The Old Ball Game: The Ball Family Revisited, Collective Ancestor No. 25

Returning briefly to the saga of the Ball Family (see Ancestor(s) #10)…

Samuel C Ball

Over the weekend I tracked down a source I’d heard of but hadn’t seen before “The Ball Family of the Potomac” (Doris LeClerc Ball, George Lilburn Ball, Stevenson’s Genealogy Center, 2004).

Chapter 3 of the book contains a lot of the misinformation I’ve run into in researching this family – but the authors call out the misinformation for what it is, do a great job pinpointing the sources of the confusion, and do what they can to explain it all.

In addition to the usual causes of genealogical headaches – the deterioration of resources over hundreds of years, the unreliability of family histories, the infuriating repetition of given names over the generations, and so on – there are two primary culprits responsible for the tangle in these particular trees.

1.  The allure of Social Position:  There is a legitimate connection between George Washington and the Ball Families of Virginia and Maryland… but not EVERY Ball Family of Virginia and Maryland. 

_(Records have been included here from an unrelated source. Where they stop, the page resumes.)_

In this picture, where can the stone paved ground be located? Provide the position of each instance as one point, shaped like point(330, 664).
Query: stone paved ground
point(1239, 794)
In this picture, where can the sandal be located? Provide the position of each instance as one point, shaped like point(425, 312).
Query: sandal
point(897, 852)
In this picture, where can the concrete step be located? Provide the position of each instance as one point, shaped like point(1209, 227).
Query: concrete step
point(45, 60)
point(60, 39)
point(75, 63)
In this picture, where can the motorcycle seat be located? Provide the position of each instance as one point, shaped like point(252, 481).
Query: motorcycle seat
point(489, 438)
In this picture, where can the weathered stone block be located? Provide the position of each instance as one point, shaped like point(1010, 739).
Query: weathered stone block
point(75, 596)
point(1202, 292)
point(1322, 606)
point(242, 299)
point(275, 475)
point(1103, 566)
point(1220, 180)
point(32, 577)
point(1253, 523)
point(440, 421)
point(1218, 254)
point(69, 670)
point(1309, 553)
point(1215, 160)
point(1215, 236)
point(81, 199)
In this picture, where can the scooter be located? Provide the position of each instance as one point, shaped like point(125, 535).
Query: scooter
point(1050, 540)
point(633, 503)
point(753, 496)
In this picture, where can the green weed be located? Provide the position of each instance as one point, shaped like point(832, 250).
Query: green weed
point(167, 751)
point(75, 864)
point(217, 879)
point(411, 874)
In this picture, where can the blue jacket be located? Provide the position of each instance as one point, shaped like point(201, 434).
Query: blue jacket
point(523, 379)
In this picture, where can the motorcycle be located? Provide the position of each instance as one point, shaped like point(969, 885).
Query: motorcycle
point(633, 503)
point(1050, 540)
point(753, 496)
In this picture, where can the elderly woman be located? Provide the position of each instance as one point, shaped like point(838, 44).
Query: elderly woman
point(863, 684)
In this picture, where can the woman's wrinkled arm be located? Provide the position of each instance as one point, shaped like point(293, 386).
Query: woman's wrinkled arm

Understandably, folks like the thought – and sound – of calling themselves Third-Cousin-Twice-Removed of Our Country. It was a tempting conclusion to jump to, I’m sure – particularly when reaching the less appealing, opposite conclusion required a veritable Bataan Death March of research.

2. The allure of Money:  There was a Joseph Ball of Philadelphia who died intestate in the 1830s. A lot of people stepped up to claim a stake to even a piece of his fortune.  Some told the truth about their lineage, many did not. A LOT of misinformation has been mined from those court files over the years.

Remarkably, a new batch of rumors started in the late 1890s – that there were still unclaimed Joseph Ball Estate funds.  One group, descendants of the ever-jaunty Samuel Ball (above), took action. They wrote to all sorts of family members for a detailed, written explanation of their Ball lineage, and information on as many relatives as they could identify.

There were two problems with their effort.  One, the rumors were false. There were no unclaimed funds.  And two, even if there had been funds, our side of the Ball Family (that is, the descendants of Daniel Ball), have zero connection with Joseph Ball of Philadelphia.

(Interesting that those who were able to share in Joseph Ball’s estate also have a much cleaner claim to the George Washington lineage.  Money AND position. Hmmppff.)

The big payoff of the later information-gathering effort, though, was the goldmine of information it left us genealogists! AND this seriously-cool point of fact:

According to the authors, George & Doris Ball, the family at the center of this fact-finding mission was the LaFortunes: Alexander and Christina (Ball) LaFortune of Kings County, California, who sent out the initial contact letters, and their son Daniel, who seems to have been working as liaison between the family and an attorney-representative.

Daniel had moved to Oakland in the 1880s and became a successful real estate broker-developer. He also married my 1st cousin, 4x removed, Jennie Watson, in 1891, and each promptly took their place on both sides of my family tree. Jennie and Dan link my mom’s family (the Balls, an old Virginia family) and my dad’s family (the Watsons – an old New York family). In California, of all places!